Far more important than the statistical results in my 1986 paper were the establishment of two methodological conditions that must be met to prevent regression estimates from systematically overstating (understating) the role of helmets in the reduction (exacerbation) of head (neck) injuries.

Unfortunately, in the intervening twenty-five years, the helmet effectiveness literature has been more concerned with overturning my results, by any means necessary, rather than taking the necessary methodological steps to obtain a valid assessment of helmet effectiveness. The current study, while more sophisticated than previous studies, is no exception.

The first methodological condition requires controls for the more (less) risk-averse behavior of helmeted (unhelmeted) riders such as lower (higher) crash speeds and blood alcohol levels. Failure to include crash speed and blood alcohol levels in the analysis will incorrectly assign the injury reducing (increasing) effects of lower (higher) values of these variables to the use (non-use) of a helmet. As a result, the effect of helmets on head injury reduction is overstated.
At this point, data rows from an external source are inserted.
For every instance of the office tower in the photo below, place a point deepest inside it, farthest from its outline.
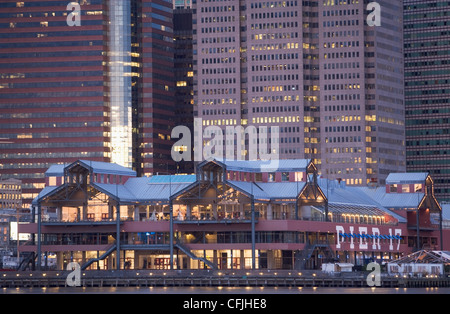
(155, 87)
(427, 78)
(184, 77)
(181, 4)
(330, 82)
(97, 90)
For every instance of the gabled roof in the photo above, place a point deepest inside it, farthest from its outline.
(285, 165)
(55, 171)
(99, 167)
(44, 192)
(107, 168)
(406, 177)
(352, 197)
(392, 200)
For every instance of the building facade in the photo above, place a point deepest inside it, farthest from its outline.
(427, 75)
(331, 84)
(230, 215)
(93, 90)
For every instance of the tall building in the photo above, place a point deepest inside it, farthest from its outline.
(184, 77)
(330, 82)
(93, 82)
(427, 93)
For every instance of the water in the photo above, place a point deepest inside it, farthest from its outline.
(223, 290)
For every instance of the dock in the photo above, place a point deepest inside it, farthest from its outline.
(204, 278)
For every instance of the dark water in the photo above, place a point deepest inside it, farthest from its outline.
(222, 290)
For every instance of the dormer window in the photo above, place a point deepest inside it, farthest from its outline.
(393, 188)
(405, 188)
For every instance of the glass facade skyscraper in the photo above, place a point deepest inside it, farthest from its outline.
(427, 91)
(84, 92)
(332, 83)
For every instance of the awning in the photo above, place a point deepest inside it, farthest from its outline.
(369, 236)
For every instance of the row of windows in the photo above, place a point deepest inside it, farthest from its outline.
(52, 74)
(276, 109)
(66, 94)
(223, 60)
(341, 65)
(54, 64)
(218, 29)
(46, 155)
(214, 112)
(341, 76)
(68, 43)
(219, 101)
(219, 91)
(340, 23)
(347, 128)
(213, 50)
(222, 8)
(343, 139)
(279, 25)
(337, 34)
(280, 56)
(35, 115)
(342, 97)
(273, 88)
(276, 67)
(226, 70)
(429, 142)
(273, 15)
(83, 83)
(274, 78)
(341, 44)
(16, 35)
(218, 19)
(266, 99)
(231, 80)
(218, 40)
(88, 124)
(273, 4)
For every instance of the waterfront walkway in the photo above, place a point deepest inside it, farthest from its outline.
(205, 278)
The Compton et al. paper confirms the risk-averse hypothesis by showing that helmeted riders are more likely to be insured, yet the study does not control for crash speed and blood alcohol levels.

The second methodological condition recognized that the engineering limits of helmet effectiveness --  helmets are only capable of absorbing a 13 mph impact before transferring impact forces to the contents of the helmet – must be incorporated in a regression analysis.  This requires that the resulting reduction in helmet effectiveness be captured by an additional helmet variable -- a multiplicative interaction between the helmet use variable and the impact speed to the helmet.

Any regression analysis that excludes this interaction variable will overstate the effectiveness of helmets in reducing head injuries by ignoring the critical mechanism via which helmet effectiveness is reduced. This omission will also systematically understate the potential impact that helmets have in causing neck injuries -- past impact speeds of 13 mph , the helmet no longer absorbs/dissipates the impact forces and sets in motion a now heavier helmeted human head transferring those forces to the cervical spine.

The analysis performed in the Compton et al. study omits the crucial helmet/impact speed interaction variable that captures the neck injury enhancing effects of helmet use. As a result, the author's produce estimates of the neck injury inducing (reducing) effects of helmets that are understated (overstated).

The resulting bias in their evaluation of the effect of helmets on cervical spine injuries is obvious from the illogical conclusion reached in their paper. In particular, the authors find the statistically significant result that the use of a helmet reduces the odds of cervical injury by 22% in motorcycle accidents.  The authors do not delineate any mechanism that substantiates their main finding.  Yet, they accept these incredulous results at face value.

To the best of my knowledge, no proponent of the effectiveness of motorcycle helmets has advanced an argument for how helmets protect the cervical spine. Even if a mechanism is advanced, no matter how farfetched, the omission of the critical helmet-impact speed interaction variable still produces results that systematically understate the potential for helmets to cause neck injuries. Thus, the authors' main conclusion expressed in the subtitle of their paper, "Debunking the Myth", is at best presumptuous.

Jonathan P. Goldstein is a professor in the Department of Economics at Bowdoin College in Brunswick, ME.